Pesawat
Ben seharusnya sudah mendarat sejak satu jam yang lalu. Tapi hingga
sekarang tak ada tanda-tanda pesawatnya akan segera tiba. Beberapa
penerbangan bahkan tertunda. Aku berdiri di samping Ryan yang
sekarang menggenggam tanganku kembali. Dalam hitungan jam dia berubah
menjadi banyak orang berkali-kali. Aku bingung. Tapi berusaha untuk
tetap menghadapinya dengan tenang. Setidaknya sekarang aku bisa
menggenggam tangan seseorang yang menganggapku sebagai orang yang
penting baginya.
Beberapa
jam yang telah lewat itu membuatku semakin resah. Aku harus ke Tugu
Khatulistiwa. Kulminasi tinggal 2 jam lagi dan jarak dari bandara ke
sana cukup jauh. Aku juga harus memperkirakan bahwa kemacetan akan
melanda di sepanjang jalan menuju ke sana. Aku harus meninggalkan
bandara sekarang. Ben akan menghubungiku nanti.
“Kita
harus ke Tugu Khatulistiwa. Sekarang.”
“Owh,
oke.”
Wajah
Ryan sedikit terkejut, aku menariknya menuju parkiran. Mendekati
mobil yang masih ditunggui dengan sabar oleh supir pribadinya. Ryan
menutup pintu yang tadi kulewati untuk masuk. Kami berada di dalam
mobil dalam diam. Aku berkali-kali melirik jam tanganku.
Aku
tak punya banyak waktu. Semuanya terasa kacau. Aku yang
mengacaukannya. Aku yang membuatnya menjadi seperti ini. Aku harus
bertemu Zaqis. Apa pun taruhannya.
“Kamu
semakin pucat, sayang.”
Ryan
menyentuh pipiku yang rasanya memang semakin hangat. Aku rasa aku
memang demam. Aku menyembunyikannya saja. Toh Ryan orang asing.
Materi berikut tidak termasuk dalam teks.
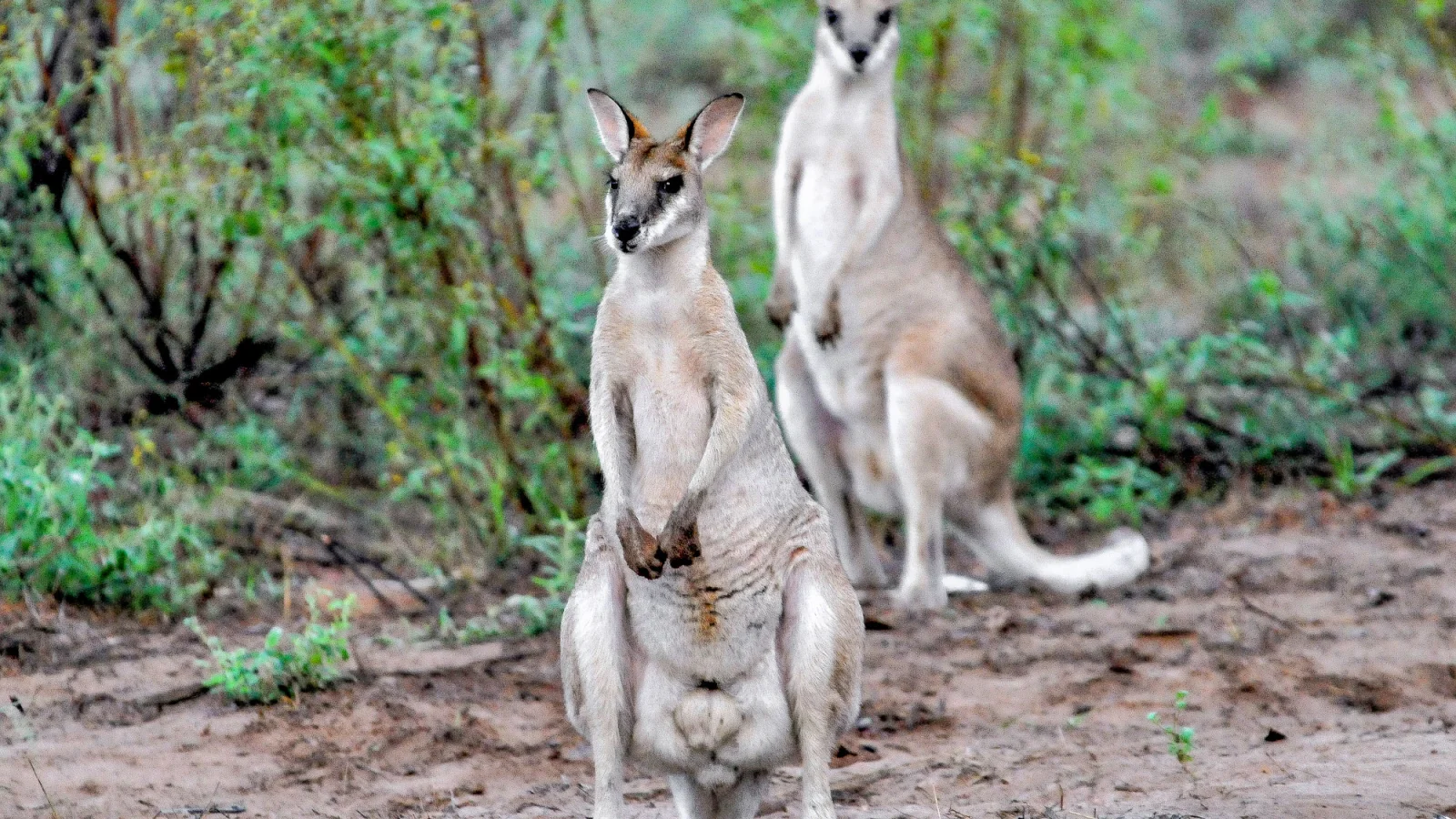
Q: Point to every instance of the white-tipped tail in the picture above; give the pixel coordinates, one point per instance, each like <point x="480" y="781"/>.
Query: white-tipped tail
<point x="1004" y="545"/>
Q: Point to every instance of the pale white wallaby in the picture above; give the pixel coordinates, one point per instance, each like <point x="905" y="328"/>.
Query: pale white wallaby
<point x="728" y="643"/>
<point x="895" y="385"/>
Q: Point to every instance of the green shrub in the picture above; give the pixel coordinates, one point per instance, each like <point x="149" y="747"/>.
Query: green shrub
<point x="58" y="532"/>
<point x="312" y="661"/>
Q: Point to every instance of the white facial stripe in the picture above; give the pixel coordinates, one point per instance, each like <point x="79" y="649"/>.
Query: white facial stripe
<point x="667" y="219"/>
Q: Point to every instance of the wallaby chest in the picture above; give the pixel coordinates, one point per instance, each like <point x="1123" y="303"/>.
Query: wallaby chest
<point x="844" y="157"/>
<point x="659" y="358"/>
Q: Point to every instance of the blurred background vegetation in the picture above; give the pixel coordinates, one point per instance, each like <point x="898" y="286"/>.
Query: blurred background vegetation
<point x="322" y="271"/>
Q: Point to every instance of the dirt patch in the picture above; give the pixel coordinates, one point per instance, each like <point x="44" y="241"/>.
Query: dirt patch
<point x="1318" y="651"/>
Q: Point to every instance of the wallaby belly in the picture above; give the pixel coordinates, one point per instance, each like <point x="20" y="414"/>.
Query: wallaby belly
<point x="713" y="731"/>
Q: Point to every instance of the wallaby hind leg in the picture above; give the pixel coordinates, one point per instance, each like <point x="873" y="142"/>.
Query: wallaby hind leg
<point x="936" y="439"/>
<point x="594" y="666"/>
<point x="813" y="435"/>
<point x="742" y="802"/>
<point x="691" y="799"/>
<point x="822" y="640"/>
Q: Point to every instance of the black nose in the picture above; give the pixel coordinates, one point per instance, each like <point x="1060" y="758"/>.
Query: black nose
<point x="626" y="229"/>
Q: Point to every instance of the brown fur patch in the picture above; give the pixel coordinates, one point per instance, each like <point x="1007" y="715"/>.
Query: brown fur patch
<point x="638" y="128"/>
<point x="708" y="614"/>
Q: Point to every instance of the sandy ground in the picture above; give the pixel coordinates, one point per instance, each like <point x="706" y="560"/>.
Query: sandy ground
<point x="1317" y="643"/>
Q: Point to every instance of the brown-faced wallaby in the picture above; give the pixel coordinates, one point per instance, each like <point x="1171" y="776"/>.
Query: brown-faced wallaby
<point x="895" y="387"/>
<point x="728" y="643"/>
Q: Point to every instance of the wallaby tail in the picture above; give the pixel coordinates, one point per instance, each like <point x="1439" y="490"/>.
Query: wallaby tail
<point x="1006" y="548"/>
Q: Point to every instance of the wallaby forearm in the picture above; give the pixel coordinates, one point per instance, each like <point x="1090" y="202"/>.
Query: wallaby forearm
<point x="725" y="436"/>
<point x="615" y="445"/>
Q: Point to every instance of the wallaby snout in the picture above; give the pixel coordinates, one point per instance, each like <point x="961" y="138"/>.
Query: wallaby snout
<point x="626" y="229"/>
<point x="858" y="36"/>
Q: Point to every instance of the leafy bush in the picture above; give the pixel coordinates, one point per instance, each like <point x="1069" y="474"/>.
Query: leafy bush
<point x="58" y="535"/>
<point x="312" y="661"/>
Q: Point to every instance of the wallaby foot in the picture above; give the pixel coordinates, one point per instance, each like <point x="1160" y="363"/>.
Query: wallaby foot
<point x="829" y="324"/>
<point x="779" y="308"/>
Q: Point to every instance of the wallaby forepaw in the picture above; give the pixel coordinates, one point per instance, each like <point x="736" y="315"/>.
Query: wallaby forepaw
<point x="681" y="544"/>
<point x="829" y="325"/>
<point x="644" y="552"/>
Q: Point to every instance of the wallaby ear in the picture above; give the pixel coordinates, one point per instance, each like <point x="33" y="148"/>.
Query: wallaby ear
<point x="711" y="131"/>
<point x="616" y="127"/>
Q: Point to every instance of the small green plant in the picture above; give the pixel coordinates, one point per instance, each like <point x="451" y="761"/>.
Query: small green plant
<point x="69" y="531"/>
<point x="1179" y="736"/>
<point x="312" y="661"/>
<point x="1349" y="479"/>
<point x="526" y="614"/>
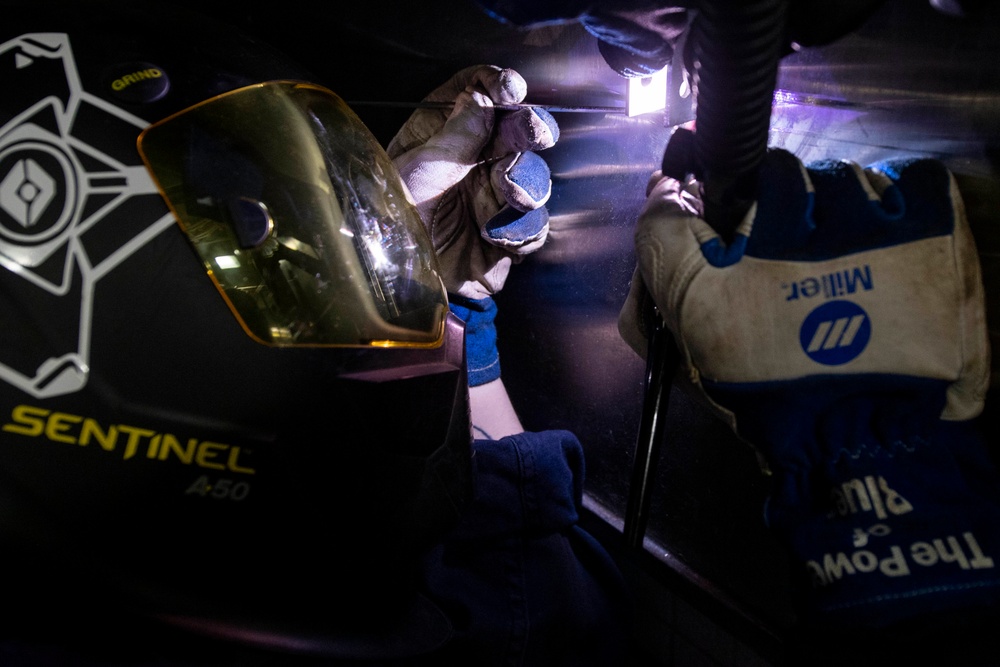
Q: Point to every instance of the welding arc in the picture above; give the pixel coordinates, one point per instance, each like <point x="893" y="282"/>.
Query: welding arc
<point x="737" y="49"/>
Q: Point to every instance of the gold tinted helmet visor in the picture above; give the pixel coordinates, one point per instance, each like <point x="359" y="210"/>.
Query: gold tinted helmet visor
<point x="300" y="218"/>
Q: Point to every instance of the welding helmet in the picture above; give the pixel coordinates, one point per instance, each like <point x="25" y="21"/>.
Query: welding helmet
<point x="231" y="394"/>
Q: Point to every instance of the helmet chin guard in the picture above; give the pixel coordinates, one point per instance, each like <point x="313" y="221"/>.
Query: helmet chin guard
<point x="259" y="454"/>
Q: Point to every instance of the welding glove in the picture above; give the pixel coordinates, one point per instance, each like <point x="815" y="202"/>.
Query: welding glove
<point x="480" y="189"/>
<point x="637" y="38"/>
<point x="842" y="334"/>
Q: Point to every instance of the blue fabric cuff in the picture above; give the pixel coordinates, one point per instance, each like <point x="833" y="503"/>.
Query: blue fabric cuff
<point x="481" y="355"/>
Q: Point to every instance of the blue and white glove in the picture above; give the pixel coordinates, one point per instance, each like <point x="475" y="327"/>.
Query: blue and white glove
<point x="843" y="335"/>
<point x="480" y="189"/>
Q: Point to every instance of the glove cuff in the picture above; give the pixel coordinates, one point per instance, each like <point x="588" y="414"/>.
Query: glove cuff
<point x="481" y="355"/>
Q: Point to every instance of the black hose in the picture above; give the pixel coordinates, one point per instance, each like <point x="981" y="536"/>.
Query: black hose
<point x="737" y="49"/>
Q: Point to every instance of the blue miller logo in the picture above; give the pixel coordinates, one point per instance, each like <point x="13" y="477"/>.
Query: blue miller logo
<point x="835" y="333"/>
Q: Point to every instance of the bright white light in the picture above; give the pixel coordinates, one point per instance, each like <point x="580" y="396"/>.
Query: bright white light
<point x="646" y="94"/>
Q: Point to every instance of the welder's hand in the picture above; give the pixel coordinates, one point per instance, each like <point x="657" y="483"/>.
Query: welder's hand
<point x="842" y="334"/>
<point x="478" y="184"/>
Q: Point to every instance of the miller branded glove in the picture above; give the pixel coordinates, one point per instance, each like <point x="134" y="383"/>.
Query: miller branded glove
<point x="842" y="333"/>
<point x="480" y="189"/>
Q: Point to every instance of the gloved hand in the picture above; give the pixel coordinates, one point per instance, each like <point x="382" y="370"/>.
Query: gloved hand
<point x="481" y="191"/>
<point x="842" y="334"/>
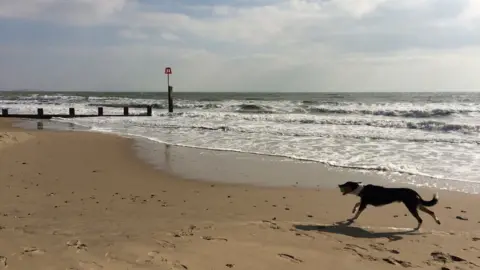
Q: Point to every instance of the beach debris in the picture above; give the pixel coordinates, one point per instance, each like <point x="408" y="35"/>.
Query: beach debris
<point x="165" y="243"/>
<point x="32" y="251"/>
<point x="209" y="238"/>
<point x="290" y="257"/>
<point x="271" y="224"/>
<point x="179" y="266"/>
<point x="77" y="244"/>
<point x="394" y="261"/>
<point x="445" y="258"/>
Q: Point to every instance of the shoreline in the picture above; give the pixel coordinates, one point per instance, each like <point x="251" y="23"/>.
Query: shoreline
<point x="83" y="200"/>
<point x="198" y="164"/>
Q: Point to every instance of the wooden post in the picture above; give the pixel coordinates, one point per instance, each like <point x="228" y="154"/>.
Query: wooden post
<point x="168" y="71"/>
<point x="170" y="99"/>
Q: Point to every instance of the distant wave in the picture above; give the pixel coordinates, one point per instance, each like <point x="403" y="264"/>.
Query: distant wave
<point x="253" y="108"/>
<point x="309" y="133"/>
<point x="158" y="105"/>
<point x="428" y="125"/>
<point x="414" y="113"/>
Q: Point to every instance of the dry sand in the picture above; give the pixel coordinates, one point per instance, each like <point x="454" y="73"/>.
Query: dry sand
<point x="78" y="200"/>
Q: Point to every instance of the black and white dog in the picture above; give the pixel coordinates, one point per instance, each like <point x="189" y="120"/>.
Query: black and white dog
<point x="378" y="196"/>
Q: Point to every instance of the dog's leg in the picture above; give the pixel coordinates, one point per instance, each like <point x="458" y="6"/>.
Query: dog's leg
<point x="360" y="210"/>
<point x="431" y="213"/>
<point x="355" y="207"/>
<point x="413" y="209"/>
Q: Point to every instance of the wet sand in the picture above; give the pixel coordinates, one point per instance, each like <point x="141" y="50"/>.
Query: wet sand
<point x="79" y="200"/>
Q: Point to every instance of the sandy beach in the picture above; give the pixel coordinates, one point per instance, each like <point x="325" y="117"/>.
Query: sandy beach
<point x="81" y="200"/>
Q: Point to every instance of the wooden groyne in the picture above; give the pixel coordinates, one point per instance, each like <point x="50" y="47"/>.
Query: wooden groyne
<point x="71" y="114"/>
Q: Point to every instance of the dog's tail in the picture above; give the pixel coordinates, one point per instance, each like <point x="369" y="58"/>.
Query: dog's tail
<point x="431" y="202"/>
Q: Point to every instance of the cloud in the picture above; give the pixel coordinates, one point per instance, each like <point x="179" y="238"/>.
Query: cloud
<point x="274" y="45"/>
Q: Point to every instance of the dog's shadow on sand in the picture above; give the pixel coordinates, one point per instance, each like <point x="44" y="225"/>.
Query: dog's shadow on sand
<point x="344" y="228"/>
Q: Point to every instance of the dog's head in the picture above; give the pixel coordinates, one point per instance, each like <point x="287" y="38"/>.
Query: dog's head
<point x="348" y="187"/>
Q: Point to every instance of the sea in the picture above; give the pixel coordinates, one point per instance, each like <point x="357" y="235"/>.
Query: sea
<point x="434" y="136"/>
Bukan
orang yang akan benar-benar peduli padaku.
“Kamu
yakin kita tak perlu ke dokter, sayang?”
“Tidak
usah. Kulminasinya sebentar lagi. Aku harus ke sana.”
Ryan
mengunci mulutnya. Dia tersenyum tipis dan membelai rambutku. Aku
yang kacau hanya bisa menyandarkan kepalaku di dadanya. Apa kata Ben
jika dia tahu ada Ryan yang sepanjang waktu menemaniku dan bagaimana
aku menjelaskannya pada Zaqis.
Aku
bahkan tak tahu apakah Zaqis masih menungguku di sana? Adakah dia di
sana?
Melewati
jalanan yang penuh oleh kendaraan yang menuju ke arah yang sama, kami
akhirnya tiba di Tugu Khatulistiwa. Tak banyak yang berubah kecuali
perasaanku saat melihatnya setelah sekian tahun mengubur ingatan
tentangnya dalam-dalam.
“Ini
Tugu Khatulistiwanya?”
Ryan
tak lagi menggenggam tanganku. Sepertinya dia sudah menjadi orang
lain lagi.
“Iya
ini Tugu Khatulistiwanya.”
Ramai
sekali orang di sini. Tapi aku selalu ingat titik yang kami pijak
saat terjadinya Kulminasi. Aku berjalan sangat cepat menembus
kerumunan banyak orang yang sedang menonton tarian yang sedang
dipersembahkan oleh beberapa perempuan dengan pakaian tradisional
suku Melayu, Dayak, dan Tionghoa. Aku tak mendengar suara apa pun
rasanya saat pandanganku bertemu dengan sepasang mata yang selama ini
kurindukan.
Aku
melihatnya. Mata yang sama. Cara memandangku yang sama. Zaqis ada di
titik yang kami janjikan. Di titik kulminasi yang sama.